Can name and date of birth be hashed somehow to generate a secure identifier?

If you don't trust the third-party providing the opportunity to access the internet at the login stage, you should not trust at any stage. They can save any data entered, including data related to facial recognition. Also they can store any data that you users receive from your server. The risk of such misuse is high, because such data cost money.

Brute-forcing of NAME + SCRAMBLED_DOB + SALT is trivial, because the number of births dates is very small. To represent all possible birth dates in the last 100 years only 15 bits are needed. If you have 1 000 000 people in your database, this would mean just 20 bit. This is 35 bits in total. This means, your database can be easily brute-forced. You can slow it down by using Argon2 or similar instead of SHA256. But it will be still too easy to brute-force. The reason is, that possible secrets are not random, they are very easy to guess.

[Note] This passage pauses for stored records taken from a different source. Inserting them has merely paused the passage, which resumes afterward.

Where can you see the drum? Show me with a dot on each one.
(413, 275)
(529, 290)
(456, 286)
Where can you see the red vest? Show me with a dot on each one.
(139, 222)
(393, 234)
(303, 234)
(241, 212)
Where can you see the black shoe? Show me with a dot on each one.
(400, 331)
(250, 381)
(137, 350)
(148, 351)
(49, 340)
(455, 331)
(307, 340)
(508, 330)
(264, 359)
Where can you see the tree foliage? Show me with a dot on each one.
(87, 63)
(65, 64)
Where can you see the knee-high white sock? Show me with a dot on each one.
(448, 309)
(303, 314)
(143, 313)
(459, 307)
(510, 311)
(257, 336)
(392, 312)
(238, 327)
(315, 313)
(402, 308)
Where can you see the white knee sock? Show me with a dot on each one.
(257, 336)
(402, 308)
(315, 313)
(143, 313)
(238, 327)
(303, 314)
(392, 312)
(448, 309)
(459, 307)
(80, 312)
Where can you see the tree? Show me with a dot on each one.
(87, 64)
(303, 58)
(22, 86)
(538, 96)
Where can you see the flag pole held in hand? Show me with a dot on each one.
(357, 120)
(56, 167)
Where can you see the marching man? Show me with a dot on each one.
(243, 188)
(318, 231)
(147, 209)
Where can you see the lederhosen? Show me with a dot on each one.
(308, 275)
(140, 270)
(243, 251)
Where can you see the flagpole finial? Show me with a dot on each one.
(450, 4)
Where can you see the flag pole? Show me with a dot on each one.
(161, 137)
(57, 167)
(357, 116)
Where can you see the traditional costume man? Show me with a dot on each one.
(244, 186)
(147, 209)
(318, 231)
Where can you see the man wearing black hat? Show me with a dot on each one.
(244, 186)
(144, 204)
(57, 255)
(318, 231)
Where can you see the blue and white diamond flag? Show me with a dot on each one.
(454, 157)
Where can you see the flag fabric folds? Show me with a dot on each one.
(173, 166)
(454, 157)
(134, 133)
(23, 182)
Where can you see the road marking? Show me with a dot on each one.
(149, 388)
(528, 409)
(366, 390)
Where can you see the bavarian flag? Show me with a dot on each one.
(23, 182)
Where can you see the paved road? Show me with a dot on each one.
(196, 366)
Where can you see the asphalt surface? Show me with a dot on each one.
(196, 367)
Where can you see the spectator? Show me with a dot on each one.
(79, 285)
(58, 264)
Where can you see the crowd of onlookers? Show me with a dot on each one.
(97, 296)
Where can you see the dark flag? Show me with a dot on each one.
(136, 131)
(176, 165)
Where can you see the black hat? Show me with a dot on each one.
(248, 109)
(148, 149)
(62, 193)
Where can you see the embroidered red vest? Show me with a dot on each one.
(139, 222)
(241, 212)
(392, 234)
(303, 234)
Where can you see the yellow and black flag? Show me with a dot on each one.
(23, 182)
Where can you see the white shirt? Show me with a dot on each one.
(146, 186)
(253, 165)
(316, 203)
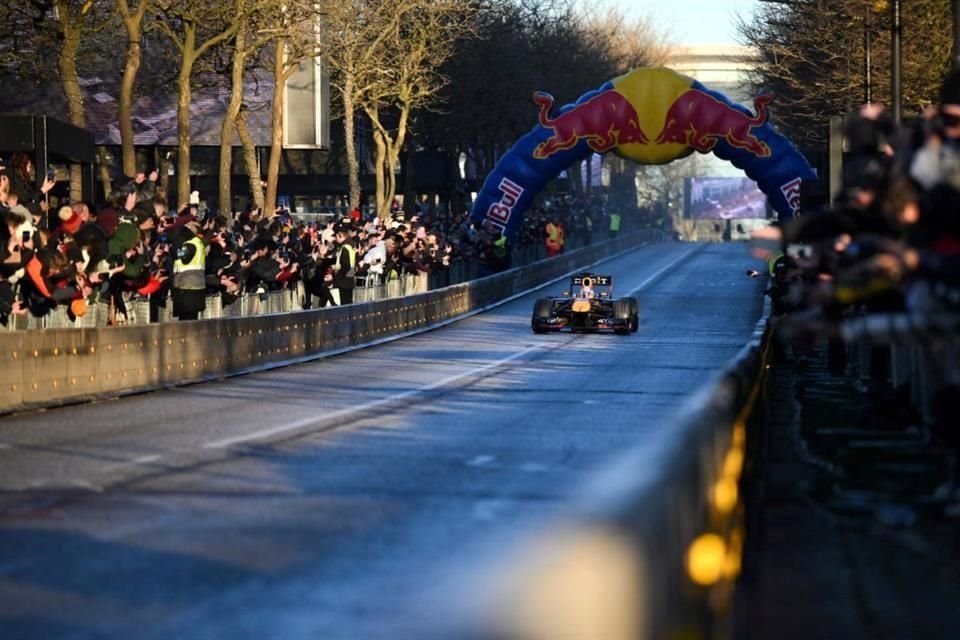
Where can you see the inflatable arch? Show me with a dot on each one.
(651, 115)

In case somebody is interested in decrypting data of particular person, it is even more simple. Such decryption can be done immediately, without any brute-forcing.

Your words until a hash contained in the database is found mean that you are going to store hashes in your database. This makes brute-forcing even easier. An attacker doesn't even need to search through different births dates, through names. Instead, the attacker will just take hashes that you store and will just iterate them and will easily find what hashes to what encrypted data are used.

What should you care about? There are many points. Here are some:

  1. Make sure that connection from user to your system is secure. If it is not secure, soon or later there will be people or companies, that misuse that and will collect data about your users. You will cheat users if your will not explain that to them. Also requesting some kinds of information via insecure channels can be a legal problem even in many developing countries.
  2. Any measures like encrypting data in your database make little sense if communication channel is not secure.
  3. Establish reliable authentication. Many people in developing countries have mobile phones. That's why besides passwords consider sending one-time password per SMS.

Start with a QR-code printed on a plastic chip, containing a 256 bit number. From the QR code, name and date of birth you calculate a hash code in such a way that the QR-code is identifiable. And that is the key.

To log in, the user needs the chip, name and date of birth. Without the chip it is unhackable. If your husband/wife/child steals the chip, game over. If you lose the chip and a hacker finds it, they can try to guess name and DoB, but since the QR code is identifiable, they are locked out quickly.

If you lose the chip either access is permanently lost, or something needs to be set up so the person can take their passport or other real world Id to a trusted party to get a new chip. With obvious risks.